After deliberating for four days, the jury concluded that Wal-Mart had shown a pattern of widespread and unwavering violations. Damages are to be decided in a separate trial. Bill Wertz, a spokesman for Wal-Mart, which employs more than one million workers in its 3,300 stores nationwide, said the company was disappointed by the verdict. "We tried to demonstrate to the jury that we have a strong policy against requiring our workers, our associates, to work off the clock, and that any violations were scattered and infrequent.

We apparently did not make our case well enough." Lawyers for the plaintiffs said Wal-Mart lost credibility when it put more than 50 managers on the stand to testify that they had never seen employees work off the clock. The Oregon suit was not a class action. Instead it involved a mailing sent out to 15,000 current and former Wal-Mart employees in Oregon that invited individuals to join the lawsuit.

Lawyers have sued Wal-Mart in more than three dozen states, seeking to gain class-action status in asserting that the company squeezes tens of millions of dollars of free work out of its employees each year by pressuring or encouraging them to work off the clock. "This case is about people working for free for America's largest employer," the plaintiffs' main lawyer, James Piotrowski, said in his closing argument last Friday. "It's about managers who learned how to put the pressure on." Carolyn Thiebes, the lead plaintiff who worked as a personnel manager at stores in Salem and Dallas, Oregon, said in an interview that Wal-Mart frequently piled on too much work for 40 hours, so she often put in five to 15 extra hours off the clock each week.

She said she feared that she would get in trouble if she put in for overtime or if she was seen as not finishing her assigned responsibilities within 40 hours. Ms. Thiebes testified that several Wal-Mart employees had formed what she called "the Over-40 Club," in which members worked more than 40 hours a week and then asked managers to subtract hours from their time cards so the cards showed that the employees worked only 40 hours.

She also testified that Wal-Mart was so averse to paying overtime that her bosses sometimes asked her to use her computer to erase hours from employees' time records to help hold down costs, especially overtime costs. Federal law required that workers be paid time-and-a-half for all hours over 40. "This verdict is great," Ms. Thiebes said. "I feel like somebody finally listened to me. I'm hoping that this sends a message to all Wal-Mart associates to come forward and speak up." Mr. Wertz and other Wal-Mart executives said the instances of off-the-clock work were isolated. "Our policy calls for disciplinary action to be taken against any manager who requires or even tolerates off-the-clock work," he said. Daniel Corey, a former lawn and garden manager for Wal-Mart in Pendleton, Oregon, testified that he feared he would lose his job if he took more than 40 hours a week to finish his job and then put in for overtime. "Because it's such a small community, jobs aren't that good there," Mr. Corey testified. "You held on to your job.

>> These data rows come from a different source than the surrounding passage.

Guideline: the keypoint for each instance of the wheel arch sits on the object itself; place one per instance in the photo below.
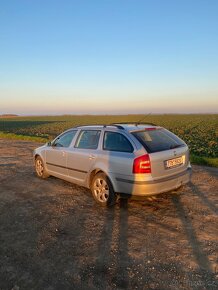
(94, 172)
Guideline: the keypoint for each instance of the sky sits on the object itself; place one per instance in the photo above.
(108, 56)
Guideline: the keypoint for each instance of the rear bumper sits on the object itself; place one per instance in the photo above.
(151, 187)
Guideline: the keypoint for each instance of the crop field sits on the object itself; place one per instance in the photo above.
(200, 132)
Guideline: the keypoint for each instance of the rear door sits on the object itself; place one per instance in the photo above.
(168, 154)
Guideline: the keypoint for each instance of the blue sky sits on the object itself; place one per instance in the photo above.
(108, 56)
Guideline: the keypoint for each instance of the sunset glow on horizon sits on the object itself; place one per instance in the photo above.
(108, 57)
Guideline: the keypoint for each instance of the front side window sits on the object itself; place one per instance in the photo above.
(65, 139)
(116, 142)
(88, 139)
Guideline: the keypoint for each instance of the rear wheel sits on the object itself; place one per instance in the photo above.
(40, 168)
(102, 190)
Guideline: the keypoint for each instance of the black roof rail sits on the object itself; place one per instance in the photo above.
(135, 123)
(104, 125)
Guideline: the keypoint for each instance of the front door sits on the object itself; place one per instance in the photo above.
(56, 160)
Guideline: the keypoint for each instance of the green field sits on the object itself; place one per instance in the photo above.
(200, 132)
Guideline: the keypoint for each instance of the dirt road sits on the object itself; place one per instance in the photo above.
(54, 236)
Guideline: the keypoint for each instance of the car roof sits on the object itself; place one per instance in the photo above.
(123, 126)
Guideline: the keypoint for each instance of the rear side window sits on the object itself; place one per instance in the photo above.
(158, 140)
(88, 139)
(65, 139)
(116, 142)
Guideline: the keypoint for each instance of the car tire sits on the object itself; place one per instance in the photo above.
(102, 190)
(40, 168)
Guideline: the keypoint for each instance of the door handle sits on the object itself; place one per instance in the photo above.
(91, 157)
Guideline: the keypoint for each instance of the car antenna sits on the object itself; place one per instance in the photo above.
(137, 123)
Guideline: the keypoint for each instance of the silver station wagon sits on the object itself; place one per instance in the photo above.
(132, 159)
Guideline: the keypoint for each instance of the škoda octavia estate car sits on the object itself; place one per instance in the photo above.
(132, 159)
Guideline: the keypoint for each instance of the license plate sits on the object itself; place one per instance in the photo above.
(175, 162)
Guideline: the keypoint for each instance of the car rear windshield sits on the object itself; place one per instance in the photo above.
(156, 140)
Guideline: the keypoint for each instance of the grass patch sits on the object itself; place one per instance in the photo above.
(201, 160)
(22, 137)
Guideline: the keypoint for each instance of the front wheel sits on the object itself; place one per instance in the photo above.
(102, 190)
(40, 168)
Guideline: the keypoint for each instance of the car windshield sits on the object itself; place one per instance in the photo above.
(157, 140)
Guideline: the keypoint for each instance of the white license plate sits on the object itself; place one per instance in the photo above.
(175, 162)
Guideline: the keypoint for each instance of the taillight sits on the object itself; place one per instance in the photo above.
(142, 164)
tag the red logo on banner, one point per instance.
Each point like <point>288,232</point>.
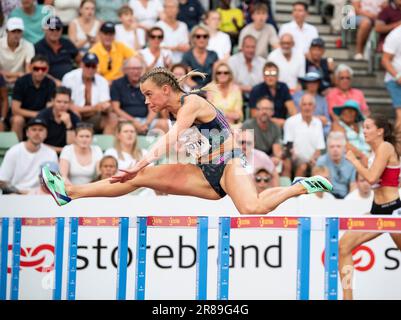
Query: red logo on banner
<point>363,258</point>
<point>40,258</point>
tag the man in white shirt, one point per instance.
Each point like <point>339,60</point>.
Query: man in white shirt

I feared losing my job. I feared getting fired." In a class-action lawsuit in Colorado, Wal-Mart reportedly paid $50 million two years ago to settle a case involving 69,000 workers in that state. In another case, it agreed to pay $500,000 to settle a case covering 120 workers at one store, in Gallup, New Mexico
Re: Wal-Mart's own audit shows labor laws broken
Current rating: 5
16 Jan 2004
Prior to the Hanford, Ca. store closing at 10:00 P.M. I over heard a conversation that made me stop dead in my tracks. A teenage employee in a very stressed voice asked the manager to let him out of the employee exit. She told him to go back to work. He told her he had already worked the limit the law had set and that he had school the next day and that he was tired. She said to him "do you want to quit?" He said "no" She then told him to go back to work. When he told her that he had already clocked out she said " go back to work if you want your job". I do not remember the date and I do not know either of their names, but what I say hear is the truth, and I have nothing to gain by this.